Rick Sphinctorum needs an enema. Preferably from Dan Savage. He sounds like Milton Waddams squeaking about his stapler.

Ron Paul is hereby awarded a “No-Class Warfare” T-shirt with goldbug cluster for shamelessly courting white supremacists, militias and survivalists with racist, anti-Semitic, homophobic newsletters and not having the sack to man up about having done it.

And the RomneyBot 2012 needs to be locked into a portable toilet at the U.S.-Mexico border and forced to listen to a replay of each and every lie he’s told while running for president, in both English and Spanish.

Finally, Wolf Blitzer should be welded into a 55-gallon drum full of tarantulas, scorpions and the vengeful ghost of Edward R. Murrow, then rolled off the stern of a garbage scow into the Marianas Trench, for that blindingly stupid fucking question about whose wife would make the best first lady.

The cheese does not stand alone

January 4, 2012
Fear and Loathing, Campaign Trail style

The more things change, etc.

So, dead heat between Mitt Romney and Rick Santorum in Iowa, eh? Guess nobody bothered to write in Haywood Jablomie, Jack Meehoff or I.P. Freeley.

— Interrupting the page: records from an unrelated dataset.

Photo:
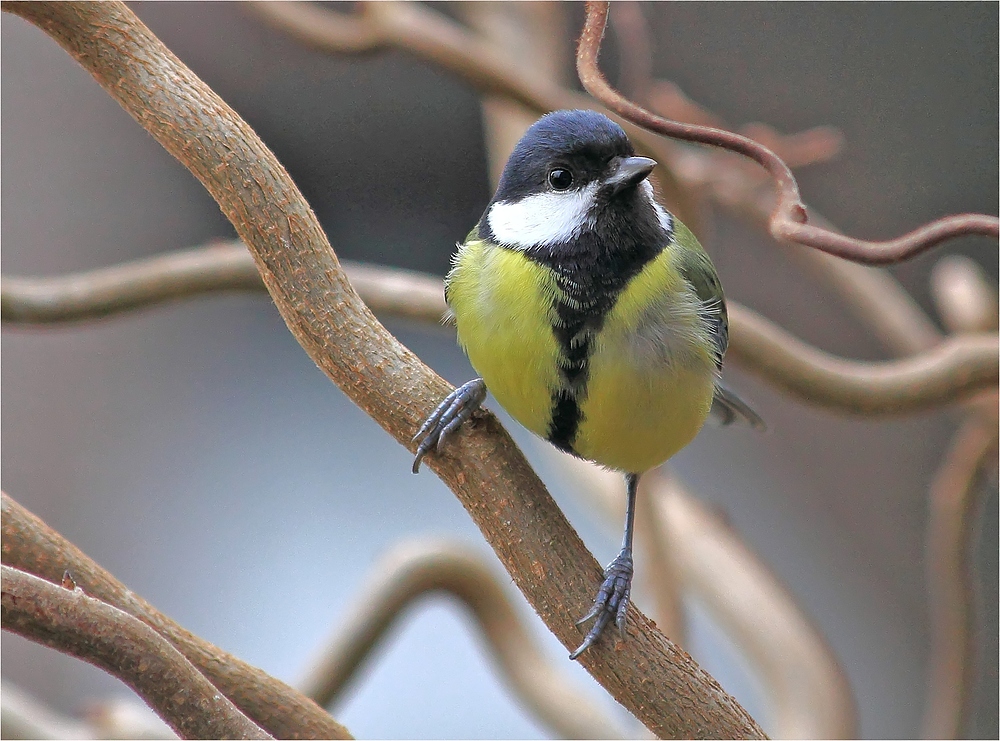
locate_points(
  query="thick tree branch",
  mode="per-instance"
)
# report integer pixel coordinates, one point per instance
(807, 688)
(953, 369)
(648, 674)
(413, 570)
(222, 267)
(70, 621)
(32, 546)
(789, 219)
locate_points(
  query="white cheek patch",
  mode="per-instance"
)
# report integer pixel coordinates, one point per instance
(543, 219)
(666, 220)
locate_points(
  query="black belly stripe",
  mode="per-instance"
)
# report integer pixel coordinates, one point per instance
(591, 272)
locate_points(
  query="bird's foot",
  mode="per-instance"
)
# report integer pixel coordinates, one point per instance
(611, 602)
(457, 407)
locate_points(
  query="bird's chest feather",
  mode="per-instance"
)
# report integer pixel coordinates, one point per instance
(630, 367)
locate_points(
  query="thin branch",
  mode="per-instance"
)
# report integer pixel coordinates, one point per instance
(221, 267)
(32, 546)
(949, 576)
(23, 716)
(965, 299)
(805, 684)
(953, 370)
(808, 689)
(411, 571)
(789, 219)
(635, 49)
(649, 675)
(433, 37)
(72, 622)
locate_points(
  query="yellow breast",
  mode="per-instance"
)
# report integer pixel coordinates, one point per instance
(651, 372)
(502, 305)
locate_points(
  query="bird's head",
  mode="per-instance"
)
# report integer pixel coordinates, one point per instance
(571, 171)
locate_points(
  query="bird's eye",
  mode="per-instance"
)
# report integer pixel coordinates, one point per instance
(560, 179)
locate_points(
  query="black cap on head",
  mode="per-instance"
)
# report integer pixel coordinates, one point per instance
(581, 142)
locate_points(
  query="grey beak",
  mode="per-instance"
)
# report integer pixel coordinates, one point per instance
(629, 171)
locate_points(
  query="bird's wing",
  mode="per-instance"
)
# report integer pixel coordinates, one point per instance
(697, 269)
(728, 408)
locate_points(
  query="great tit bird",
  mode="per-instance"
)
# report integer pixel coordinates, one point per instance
(593, 315)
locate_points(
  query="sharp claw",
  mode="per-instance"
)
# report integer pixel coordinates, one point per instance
(593, 613)
(611, 602)
(593, 635)
(449, 415)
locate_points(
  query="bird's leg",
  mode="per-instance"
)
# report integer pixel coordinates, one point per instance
(457, 407)
(612, 597)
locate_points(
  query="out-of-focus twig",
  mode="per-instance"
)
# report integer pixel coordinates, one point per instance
(22, 716)
(876, 297)
(635, 49)
(967, 303)
(25, 717)
(950, 592)
(648, 674)
(951, 370)
(965, 299)
(789, 219)
(805, 684)
(82, 626)
(412, 570)
(32, 546)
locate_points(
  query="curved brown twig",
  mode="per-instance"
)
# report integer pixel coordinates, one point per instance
(951, 370)
(32, 546)
(221, 267)
(949, 575)
(412, 570)
(24, 717)
(433, 37)
(965, 299)
(805, 684)
(789, 219)
(647, 674)
(70, 621)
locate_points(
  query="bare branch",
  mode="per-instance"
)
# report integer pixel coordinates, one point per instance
(949, 575)
(413, 570)
(808, 690)
(71, 622)
(649, 675)
(32, 546)
(876, 297)
(965, 299)
(951, 370)
(789, 219)
(22, 716)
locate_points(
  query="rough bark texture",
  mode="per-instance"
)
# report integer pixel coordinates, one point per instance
(649, 675)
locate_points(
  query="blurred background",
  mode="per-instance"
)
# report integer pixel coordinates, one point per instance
(197, 453)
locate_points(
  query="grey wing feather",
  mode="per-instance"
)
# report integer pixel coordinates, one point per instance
(727, 408)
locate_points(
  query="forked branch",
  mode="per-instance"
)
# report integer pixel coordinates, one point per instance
(789, 219)
(69, 620)
(648, 674)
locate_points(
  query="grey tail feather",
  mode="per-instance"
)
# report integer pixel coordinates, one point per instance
(727, 408)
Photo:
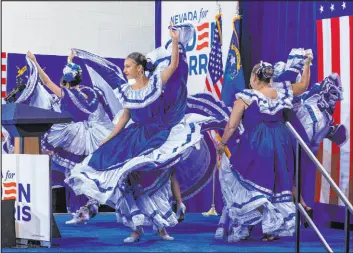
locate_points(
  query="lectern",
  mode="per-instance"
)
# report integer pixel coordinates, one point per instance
(27, 124)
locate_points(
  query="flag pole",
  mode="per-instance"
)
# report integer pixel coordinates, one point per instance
(213, 211)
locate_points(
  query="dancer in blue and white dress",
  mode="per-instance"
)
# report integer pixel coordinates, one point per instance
(159, 140)
(69, 143)
(312, 117)
(257, 181)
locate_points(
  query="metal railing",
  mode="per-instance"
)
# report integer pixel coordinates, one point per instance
(299, 207)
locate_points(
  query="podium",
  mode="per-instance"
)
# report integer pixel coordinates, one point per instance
(27, 124)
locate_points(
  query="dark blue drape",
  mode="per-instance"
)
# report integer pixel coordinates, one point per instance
(269, 30)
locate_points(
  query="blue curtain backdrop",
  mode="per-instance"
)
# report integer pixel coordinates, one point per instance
(269, 31)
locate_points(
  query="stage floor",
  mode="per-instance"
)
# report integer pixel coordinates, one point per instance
(195, 234)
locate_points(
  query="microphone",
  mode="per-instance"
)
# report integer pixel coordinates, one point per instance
(16, 90)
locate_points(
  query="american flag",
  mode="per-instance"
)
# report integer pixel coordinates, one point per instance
(335, 54)
(202, 36)
(214, 77)
(3, 76)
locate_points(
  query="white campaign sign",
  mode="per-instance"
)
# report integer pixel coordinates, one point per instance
(202, 16)
(26, 178)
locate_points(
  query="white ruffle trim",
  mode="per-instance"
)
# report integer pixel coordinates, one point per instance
(84, 179)
(269, 105)
(241, 207)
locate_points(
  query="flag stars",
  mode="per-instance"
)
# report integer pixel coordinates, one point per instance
(321, 9)
(343, 5)
(332, 8)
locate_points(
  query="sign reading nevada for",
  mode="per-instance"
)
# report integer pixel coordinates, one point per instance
(26, 179)
(202, 16)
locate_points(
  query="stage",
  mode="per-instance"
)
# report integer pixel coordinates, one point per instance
(195, 234)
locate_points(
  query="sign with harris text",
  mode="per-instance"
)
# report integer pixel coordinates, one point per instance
(202, 16)
(26, 179)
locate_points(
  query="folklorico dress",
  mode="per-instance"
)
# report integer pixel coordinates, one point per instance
(260, 171)
(69, 142)
(131, 171)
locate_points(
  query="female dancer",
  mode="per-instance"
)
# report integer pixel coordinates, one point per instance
(70, 143)
(158, 143)
(257, 184)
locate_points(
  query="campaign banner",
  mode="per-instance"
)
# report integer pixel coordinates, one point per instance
(202, 16)
(26, 179)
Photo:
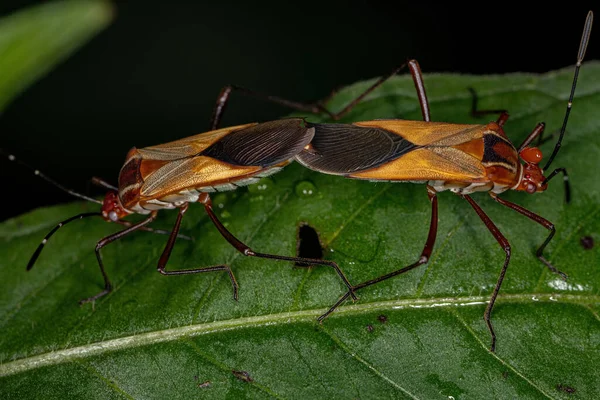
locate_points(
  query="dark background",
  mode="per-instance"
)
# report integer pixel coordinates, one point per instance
(154, 74)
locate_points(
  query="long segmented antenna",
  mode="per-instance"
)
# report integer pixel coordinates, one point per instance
(585, 38)
(35, 255)
(47, 178)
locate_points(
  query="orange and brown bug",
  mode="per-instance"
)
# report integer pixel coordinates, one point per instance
(461, 158)
(172, 175)
(457, 157)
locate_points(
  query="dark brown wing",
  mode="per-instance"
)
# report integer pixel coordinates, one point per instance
(343, 149)
(263, 145)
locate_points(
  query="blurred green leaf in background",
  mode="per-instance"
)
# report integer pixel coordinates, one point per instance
(418, 336)
(34, 40)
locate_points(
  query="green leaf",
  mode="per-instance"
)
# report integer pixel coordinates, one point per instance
(34, 40)
(163, 337)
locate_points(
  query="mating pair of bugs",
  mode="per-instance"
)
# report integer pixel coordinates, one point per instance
(456, 157)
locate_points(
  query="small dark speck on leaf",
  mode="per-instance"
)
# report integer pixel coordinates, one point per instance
(587, 242)
(242, 375)
(308, 244)
(565, 388)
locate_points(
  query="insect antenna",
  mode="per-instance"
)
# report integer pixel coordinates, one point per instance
(48, 179)
(585, 38)
(37, 252)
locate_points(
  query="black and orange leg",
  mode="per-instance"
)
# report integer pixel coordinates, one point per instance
(247, 251)
(318, 108)
(164, 258)
(544, 222)
(109, 239)
(423, 259)
(503, 242)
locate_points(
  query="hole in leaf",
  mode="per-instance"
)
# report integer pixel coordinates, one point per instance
(309, 245)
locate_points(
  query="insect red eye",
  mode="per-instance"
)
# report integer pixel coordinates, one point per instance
(531, 155)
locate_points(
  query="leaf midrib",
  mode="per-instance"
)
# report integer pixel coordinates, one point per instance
(165, 335)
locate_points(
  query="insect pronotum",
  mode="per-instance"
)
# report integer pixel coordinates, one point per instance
(457, 157)
(172, 175)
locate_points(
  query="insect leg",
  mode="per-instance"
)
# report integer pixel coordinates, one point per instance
(565, 180)
(164, 258)
(223, 99)
(157, 231)
(478, 113)
(544, 222)
(425, 254)
(102, 183)
(109, 239)
(247, 251)
(318, 108)
(538, 131)
(415, 71)
(506, 247)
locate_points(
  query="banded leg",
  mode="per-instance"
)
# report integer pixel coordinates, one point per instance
(487, 315)
(318, 108)
(164, 258)
(423, 259)
(245, 250)
(109, 239)
(544, 222)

Watching the food fight over the GOP pestilential nomination has been like watching a Coen Brothers treatment of Hunter S. Thompson’s “Fear and Loathing: On the Campaign Trail ’72.” Or maybe a round of musical chairs with all the participants crazed on mescaline.

Mitt Romney keeps smiling because he owns all the chairs, the building in which they sit and the surrounding properties to boot. But that doesn’t make him any less a bag of runny owlshit that nobody’s buying as long as there’s anything else for sale.

The big cheese may eventually stand alone. All the smart money’s on it. But right now he’s doing a tango with Man-On-Dog Santorum, and he can’t be feeling too frothy about it.